Steamboat Girl

S’Klallam Folklore

 

 

Day breaks on the Strait of Juan de Fuca.

At the edge of the shore, a girl, ten years old, stands erect, straight as a stick. She sheds her robe. Frothing up in between the seaweed grasses, the copper water feels almost tepid. Elated, she leaps and dips.

Reemerging, in between her feet she notices a stick. Her feet begin to stamp out a rhythm on the hard sand. The stick keeps time in the air.

Instantly, she freezes.

From out of the belly of Mount Baker, a steamer appears. The churning monster advances, belching black water.

The girl peers at it through her spread-out fingers.

The moment she looks at it, she collapses.

Dead.

This could be the end of this story.

But it’s not the end.

This is the beginning.

Her spirit peels off and lifts up. For a time, her soul hovers, peering at the scene below: At the edge of the water, her naked body, curled up on the sand in a crescent moon. Beneath her, two stacks coughing steam. The side-wheel, grinding. The black stack on top of the ship sucks in the vapor from a bilious cloud. Six seconds later, the chimney vomits out her soul.

The steamship is a carrier of disease.

This only adds to her power.

Not long after, her spirit returns to her body. The lids open; her eyes collimate the light. After a minute, she is able stand up. One more, and she can dance. In her fist the black stick leaps up, like a piece of iron animated by lightning.

This girl has passed from one world into the next and survived. Now she can do anything. From then on, with the skill and strength of a warrior, Steamboat Girl protects her people.

For example, in winter a group of children, including a baby as portable as a stick of firewood, disappear. Kidnapped by a fierce tribe from the North. Soon to be slaves.

The girl blackens her face with fish oil. She tracks down the culprits, saluting them with a SCHWACK! from her bone club. KER-ACK! The sound of her weapon on top of their skulls invokes the thunder. Her older brothers, out fishing, note the surge of white lightning through the billow of clouds. By the time they return, the children are playing a game with shells and rocks on top of their cedar mats.

That night, in the dim of the longhouse lit by a central fire, the village celebrates the safe return of their children. The girl-warrior dances like never before.

Next to the smoldering fire, she thrusts her straight black stick into the earth. Instantly, in its place, grows a noble cedar, a center post for the longhouse.
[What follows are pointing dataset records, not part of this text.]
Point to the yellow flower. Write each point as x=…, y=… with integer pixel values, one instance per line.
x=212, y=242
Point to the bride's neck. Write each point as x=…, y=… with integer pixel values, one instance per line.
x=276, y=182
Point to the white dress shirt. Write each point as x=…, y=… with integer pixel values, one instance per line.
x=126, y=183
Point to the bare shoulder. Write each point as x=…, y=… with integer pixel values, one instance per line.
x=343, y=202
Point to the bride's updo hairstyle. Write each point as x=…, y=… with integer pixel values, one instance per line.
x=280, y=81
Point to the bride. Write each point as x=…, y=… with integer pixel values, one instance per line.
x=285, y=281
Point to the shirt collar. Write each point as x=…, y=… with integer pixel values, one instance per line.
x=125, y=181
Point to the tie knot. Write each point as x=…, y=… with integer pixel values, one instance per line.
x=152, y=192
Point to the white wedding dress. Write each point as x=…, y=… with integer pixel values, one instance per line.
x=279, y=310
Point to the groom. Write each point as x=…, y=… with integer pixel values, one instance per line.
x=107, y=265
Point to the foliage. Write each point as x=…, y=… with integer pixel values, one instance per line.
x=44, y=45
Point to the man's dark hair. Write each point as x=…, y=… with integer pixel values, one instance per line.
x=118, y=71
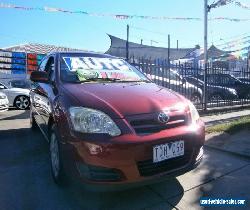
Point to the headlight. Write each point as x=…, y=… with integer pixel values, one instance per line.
x=87, y=120
x=233, y=91
x=2, y=97
x=193, y=112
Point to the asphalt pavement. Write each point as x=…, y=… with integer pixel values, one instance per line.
x=26, y=182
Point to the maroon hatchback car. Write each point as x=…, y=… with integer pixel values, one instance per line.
x=107, y=124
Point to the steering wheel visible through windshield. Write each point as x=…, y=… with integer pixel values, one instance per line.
x=79, y=69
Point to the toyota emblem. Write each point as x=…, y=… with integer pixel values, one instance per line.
x=163, y=117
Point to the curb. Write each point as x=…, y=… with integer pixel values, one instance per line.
x=228, y=152
x=216, y=122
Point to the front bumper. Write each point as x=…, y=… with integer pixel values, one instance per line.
x=126, y=163
x=4, y=107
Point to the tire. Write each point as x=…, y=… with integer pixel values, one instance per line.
x=195, y=98
x=22, y=102
x=216, y=97
x=55, y=158
x=33, y=124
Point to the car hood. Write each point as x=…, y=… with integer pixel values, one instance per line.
x=123, y=99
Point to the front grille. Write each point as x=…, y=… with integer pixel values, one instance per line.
x=152, y=125
x=148, y=168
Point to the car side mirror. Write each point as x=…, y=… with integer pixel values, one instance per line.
x=39, y=76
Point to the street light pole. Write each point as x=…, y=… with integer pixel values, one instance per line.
x=205, y=55
x=127, y=44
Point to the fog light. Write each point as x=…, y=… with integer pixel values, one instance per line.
x=199, y=156
x=99, y=174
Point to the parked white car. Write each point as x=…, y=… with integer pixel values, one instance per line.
x=17, y=97
x=4, y=102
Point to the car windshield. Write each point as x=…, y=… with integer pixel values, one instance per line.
x=79, y=69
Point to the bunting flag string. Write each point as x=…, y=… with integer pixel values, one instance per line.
x=244, y=6
x=220, y=3
x=122, y=16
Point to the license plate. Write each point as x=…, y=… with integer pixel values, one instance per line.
x=168, y=151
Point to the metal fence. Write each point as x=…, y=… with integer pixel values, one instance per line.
x=222, y=87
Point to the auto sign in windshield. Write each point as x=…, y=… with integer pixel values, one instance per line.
x=94, y=69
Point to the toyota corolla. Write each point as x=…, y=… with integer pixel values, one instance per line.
x=107, y=124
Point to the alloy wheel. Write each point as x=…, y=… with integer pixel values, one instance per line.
x=22, y=102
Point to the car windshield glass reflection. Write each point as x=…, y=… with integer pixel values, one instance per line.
x=94, y=69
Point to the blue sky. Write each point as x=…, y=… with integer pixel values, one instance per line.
x=89, y=32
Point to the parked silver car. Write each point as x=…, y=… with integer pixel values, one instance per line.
x=17, y=97
x=4, y=102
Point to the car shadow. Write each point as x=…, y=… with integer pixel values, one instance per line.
x=26, y=181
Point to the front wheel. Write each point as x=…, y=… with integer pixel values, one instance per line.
x=22, y=102
x=195, y=98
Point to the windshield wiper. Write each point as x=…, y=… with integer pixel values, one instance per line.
x=100, y=79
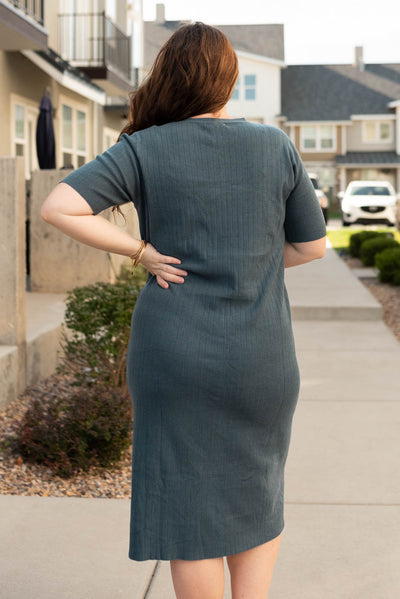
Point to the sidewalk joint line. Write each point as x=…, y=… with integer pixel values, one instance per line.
x=148, y=588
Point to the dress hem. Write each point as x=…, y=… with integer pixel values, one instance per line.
x=239, y=548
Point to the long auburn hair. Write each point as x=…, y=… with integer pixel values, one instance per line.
x=194, y=73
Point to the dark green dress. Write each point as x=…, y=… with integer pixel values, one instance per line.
x=212, y=368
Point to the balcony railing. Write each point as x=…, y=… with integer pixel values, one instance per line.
x=93, y=40
x=32, y=8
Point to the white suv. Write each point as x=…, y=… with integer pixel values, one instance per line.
x=367, y=202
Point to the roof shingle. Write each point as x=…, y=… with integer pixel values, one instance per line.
x=335, y=92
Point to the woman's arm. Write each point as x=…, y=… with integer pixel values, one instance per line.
x=69, y=212
x=295, y=253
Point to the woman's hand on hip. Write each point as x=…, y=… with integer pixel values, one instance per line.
x=160, y=265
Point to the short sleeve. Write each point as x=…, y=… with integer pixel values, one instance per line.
x=111, y=179
x=304, y=219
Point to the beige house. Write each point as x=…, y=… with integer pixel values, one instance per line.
x=344, y=120
x=85, y=55
x=260, y=52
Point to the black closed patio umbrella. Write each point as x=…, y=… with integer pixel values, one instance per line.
x=45, y=143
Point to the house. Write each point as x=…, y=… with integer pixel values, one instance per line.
x=344, y=120
x=260, y=51
x=81, y=54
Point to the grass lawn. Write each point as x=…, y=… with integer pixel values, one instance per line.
x=340, y=238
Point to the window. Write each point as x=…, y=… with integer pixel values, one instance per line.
x=19, y=130
x=73, y=136
x=235, y=95
x=309, y=137
x=377, y=131
x=249, y=87
x=110, y=137
x=23, y=140
x=318, y=138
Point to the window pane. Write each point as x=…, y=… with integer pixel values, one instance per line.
x=309, y=143
x=250, y=93
x=326, y=136
x=310, y=137
x=326, y=131
x=81, y=130
x=235, y=94
x=19, y=122
x=67, y=126
x=250, y=80
x=370, y=130
x=309, y=132
x=67, y=160
x=326, y=143
x=385, y=131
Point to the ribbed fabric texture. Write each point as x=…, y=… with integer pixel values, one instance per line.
x=212, y=368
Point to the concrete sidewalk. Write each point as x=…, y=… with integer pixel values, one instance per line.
x=342, y=511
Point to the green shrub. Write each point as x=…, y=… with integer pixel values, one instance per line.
x=95, y=332
x=370, y=247
x=70, y=432
x=388, y=262
x=356, y=239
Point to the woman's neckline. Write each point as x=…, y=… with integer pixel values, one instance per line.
x=214, y=118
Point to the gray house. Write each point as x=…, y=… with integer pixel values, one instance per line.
x=344, y=120
x=260, y=52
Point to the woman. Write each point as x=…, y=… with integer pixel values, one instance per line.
x=224, y=205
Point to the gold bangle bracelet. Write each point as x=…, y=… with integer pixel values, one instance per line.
x=137, y=255
x=136, y=260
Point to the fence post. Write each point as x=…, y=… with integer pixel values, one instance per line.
x=12, y=278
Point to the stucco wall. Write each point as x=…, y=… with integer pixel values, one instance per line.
x=59, y=263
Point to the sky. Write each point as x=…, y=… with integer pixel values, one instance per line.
x=315, y=32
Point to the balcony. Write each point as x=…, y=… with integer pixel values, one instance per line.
x=99, y=48
x=21, y=25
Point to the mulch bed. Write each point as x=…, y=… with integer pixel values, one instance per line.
x=23, y=478
x=388, y=295
x=20, y=478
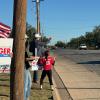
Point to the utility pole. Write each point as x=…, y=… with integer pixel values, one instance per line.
x=38, y=15
x=17, y=65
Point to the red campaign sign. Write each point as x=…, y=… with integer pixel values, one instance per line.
x=5, y=50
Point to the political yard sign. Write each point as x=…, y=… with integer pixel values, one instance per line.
x=5, y=54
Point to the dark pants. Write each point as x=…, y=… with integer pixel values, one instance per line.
x=49, y=74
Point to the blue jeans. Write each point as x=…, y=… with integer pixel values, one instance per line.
x=27, y=84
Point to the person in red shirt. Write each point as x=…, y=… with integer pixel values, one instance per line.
x=47, y=62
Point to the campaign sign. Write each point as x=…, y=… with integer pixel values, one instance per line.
x=5, y=51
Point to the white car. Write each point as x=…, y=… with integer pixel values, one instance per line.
x=83, y=47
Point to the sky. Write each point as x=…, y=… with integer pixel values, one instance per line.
x=60, y=19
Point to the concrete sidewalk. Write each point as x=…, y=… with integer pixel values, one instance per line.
x=81, y=83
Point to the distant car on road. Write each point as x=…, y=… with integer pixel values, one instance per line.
x=83, y=47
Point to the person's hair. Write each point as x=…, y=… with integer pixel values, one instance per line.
x=46, y=53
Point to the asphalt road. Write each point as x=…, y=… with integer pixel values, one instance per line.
x=80, y=76
x=90, y=59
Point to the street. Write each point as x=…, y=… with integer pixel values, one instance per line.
x=90, y=59
x=80, y=72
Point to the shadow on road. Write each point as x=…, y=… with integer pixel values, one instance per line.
x=90, y=62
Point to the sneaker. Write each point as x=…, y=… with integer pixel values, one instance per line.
x=52, y=88
x=41, y=87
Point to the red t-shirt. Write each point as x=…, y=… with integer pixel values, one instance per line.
x=48, y=63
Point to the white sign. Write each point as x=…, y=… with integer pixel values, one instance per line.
x=5, y=51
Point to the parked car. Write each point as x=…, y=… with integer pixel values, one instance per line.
x=83, y=47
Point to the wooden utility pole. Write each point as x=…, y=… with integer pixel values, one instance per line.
x=17, y=66
x=38, y=15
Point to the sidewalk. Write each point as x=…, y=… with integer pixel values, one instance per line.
x=81, y=83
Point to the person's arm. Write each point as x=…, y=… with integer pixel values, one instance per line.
x=31, y=58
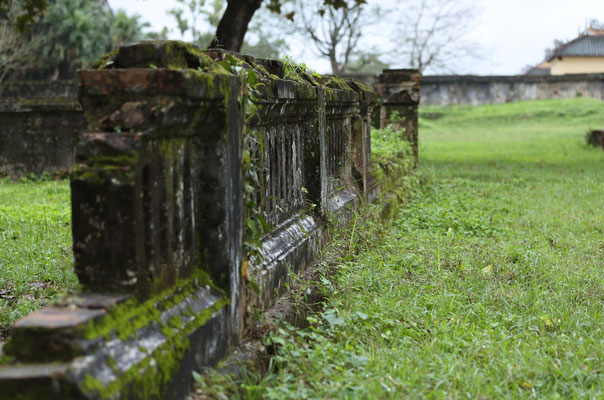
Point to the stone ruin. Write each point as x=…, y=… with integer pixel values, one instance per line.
x=161, y=213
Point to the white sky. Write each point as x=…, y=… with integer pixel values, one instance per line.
x=512, y=33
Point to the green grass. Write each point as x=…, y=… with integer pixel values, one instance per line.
x=489, y=284
x=35, y=246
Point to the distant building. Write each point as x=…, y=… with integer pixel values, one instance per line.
x=583, y=55
x=543, y=68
Her kin, old and young, gather round.

The girl declares, “This is my power.”

She adds, “This is my last dance.”

She collapses. The girl stretches out her body on top of the hard-packed earth. Softly, she sings, hour upon hour.

Then, she sits up.

Steamboat girl announces, “Invaders are on the way. They mean to end it all. I have seen them. Stop them.”

And dies.

Of course the people believe her. But what can they do? The girl is gone. Her power remains, yet no one is sure how to use it.